Migration: Using a local agent and runtime in Prefect 1.0 and 2.0

Contents

Summary

Using Prefect’s local agent can be a good fit for new users or those who want to run their workflows on vertically scaled machines

This guide will demonstrate how to deploy both 1.0 and 2.0 flows with Prefect Cloud as the backend, using a local agent, storage and runtime.

Video Link

coming soon!

How did we do this in Prefect 1.0?

pip install prefect==1.2.4

Using local storage and runtime

Let’s start with imports:

from prefect.run_configs import LocalRun
from prefect.storage import Local

which we can use in the definition of our Flow object like:

with Flow(
    'Control Flow.. Flow',
    run_config=LocalRun(),
    storage=Local()
) as flow:
...

… assuming we’ve got some task definitions in our Flow context (see bottom of post for the code), we’re ready to register our flows!

Register a flow

To register our flow with our Prefect Cloud backend, we can run:

prefect register -p control_flow_1.py --project test

Starting the local agent process

In a cloud-authenticated environment:

prefect agent local start

… which will start an agent listening for flows labeled like my-machine-name.local

Run our newly registered flow

To run our flow from the CLI:

prefect run -n 'Control Flow.. Flow'

To run our flow from the UI we can just click on Quick Run on the flow page

Sanity Check

We can now check the agent logs and/or the flow run logs in the UI to see that our agent did in fact pick up our flow and run it as expected.

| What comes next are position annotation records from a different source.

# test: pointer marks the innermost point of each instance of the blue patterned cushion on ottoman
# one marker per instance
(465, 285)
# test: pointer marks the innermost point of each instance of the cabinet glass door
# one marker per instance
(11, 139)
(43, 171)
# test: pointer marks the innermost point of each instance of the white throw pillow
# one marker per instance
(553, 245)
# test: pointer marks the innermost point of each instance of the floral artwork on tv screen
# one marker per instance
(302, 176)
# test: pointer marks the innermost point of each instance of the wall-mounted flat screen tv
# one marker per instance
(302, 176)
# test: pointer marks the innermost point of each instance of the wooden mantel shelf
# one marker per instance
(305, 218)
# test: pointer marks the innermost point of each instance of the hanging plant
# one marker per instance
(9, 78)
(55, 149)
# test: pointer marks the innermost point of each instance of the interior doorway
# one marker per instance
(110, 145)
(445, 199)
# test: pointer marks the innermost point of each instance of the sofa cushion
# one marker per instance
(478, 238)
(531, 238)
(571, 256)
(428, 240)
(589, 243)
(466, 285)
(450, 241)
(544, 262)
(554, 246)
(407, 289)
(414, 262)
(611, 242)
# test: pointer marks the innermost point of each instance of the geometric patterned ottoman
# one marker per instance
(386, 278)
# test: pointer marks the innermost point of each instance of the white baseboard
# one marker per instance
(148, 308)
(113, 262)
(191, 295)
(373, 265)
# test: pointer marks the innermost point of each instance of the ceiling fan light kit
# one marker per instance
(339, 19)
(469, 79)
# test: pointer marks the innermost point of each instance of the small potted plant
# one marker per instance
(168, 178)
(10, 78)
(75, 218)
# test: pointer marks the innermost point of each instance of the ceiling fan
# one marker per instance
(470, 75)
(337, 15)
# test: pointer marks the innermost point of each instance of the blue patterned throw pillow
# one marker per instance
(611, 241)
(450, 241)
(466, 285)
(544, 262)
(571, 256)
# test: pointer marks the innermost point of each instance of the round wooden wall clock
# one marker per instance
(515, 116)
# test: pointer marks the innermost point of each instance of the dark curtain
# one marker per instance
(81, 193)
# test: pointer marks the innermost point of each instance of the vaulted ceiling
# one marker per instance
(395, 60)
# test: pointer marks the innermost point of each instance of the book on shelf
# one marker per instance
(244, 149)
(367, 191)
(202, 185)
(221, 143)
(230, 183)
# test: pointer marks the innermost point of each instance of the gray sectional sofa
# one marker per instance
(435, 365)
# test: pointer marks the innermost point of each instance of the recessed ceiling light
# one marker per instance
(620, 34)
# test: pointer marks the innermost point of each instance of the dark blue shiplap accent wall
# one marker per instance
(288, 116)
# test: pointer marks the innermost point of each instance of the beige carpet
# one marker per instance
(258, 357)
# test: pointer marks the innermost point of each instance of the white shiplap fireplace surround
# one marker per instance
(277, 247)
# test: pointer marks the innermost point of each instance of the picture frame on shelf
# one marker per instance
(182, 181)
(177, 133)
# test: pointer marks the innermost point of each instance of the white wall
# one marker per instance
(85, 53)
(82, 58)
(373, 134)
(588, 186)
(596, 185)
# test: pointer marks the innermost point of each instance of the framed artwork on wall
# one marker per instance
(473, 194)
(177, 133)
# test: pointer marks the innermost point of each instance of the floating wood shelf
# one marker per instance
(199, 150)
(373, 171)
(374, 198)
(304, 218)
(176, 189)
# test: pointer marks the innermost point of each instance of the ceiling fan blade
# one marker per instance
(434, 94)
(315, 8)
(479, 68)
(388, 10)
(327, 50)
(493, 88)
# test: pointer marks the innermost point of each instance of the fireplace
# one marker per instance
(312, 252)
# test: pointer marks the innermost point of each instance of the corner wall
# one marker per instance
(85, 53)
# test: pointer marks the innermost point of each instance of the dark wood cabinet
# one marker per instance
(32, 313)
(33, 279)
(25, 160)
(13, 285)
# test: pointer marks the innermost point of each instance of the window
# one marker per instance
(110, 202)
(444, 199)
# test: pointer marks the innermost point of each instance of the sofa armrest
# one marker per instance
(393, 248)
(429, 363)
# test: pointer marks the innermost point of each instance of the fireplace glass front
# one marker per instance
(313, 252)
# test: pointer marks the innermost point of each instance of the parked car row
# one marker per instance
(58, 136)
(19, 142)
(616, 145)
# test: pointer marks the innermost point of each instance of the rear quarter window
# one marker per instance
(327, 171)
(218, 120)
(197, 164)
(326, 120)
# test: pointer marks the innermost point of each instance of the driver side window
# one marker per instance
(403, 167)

How do we do this in Prefect 2.0?

pip install prefect

Using local storage and runtime

By default, flows will use the local Process runtime infrastructure and LocalFileSystem storage.

Once we’ve converted our Prefect 1.0 code to Prefect 2.0 code (how to), we’re ready to create a deployment and run it!

build and apply a deployment

To build a deployment from our python file where the flow lives:

prefect deployment build ./control_flow_2.py:my_flow -n my-first-deployment

… which will create a .yaml file specifying our deployment, which we can then apply (i.e. deploy):

prefect deployment apply my_flow-deployment.yaml

Creating a work-queue

From the CLI:

prefect work-queue create <my work queue name>

or you can navigate to the work-queue section in the UI.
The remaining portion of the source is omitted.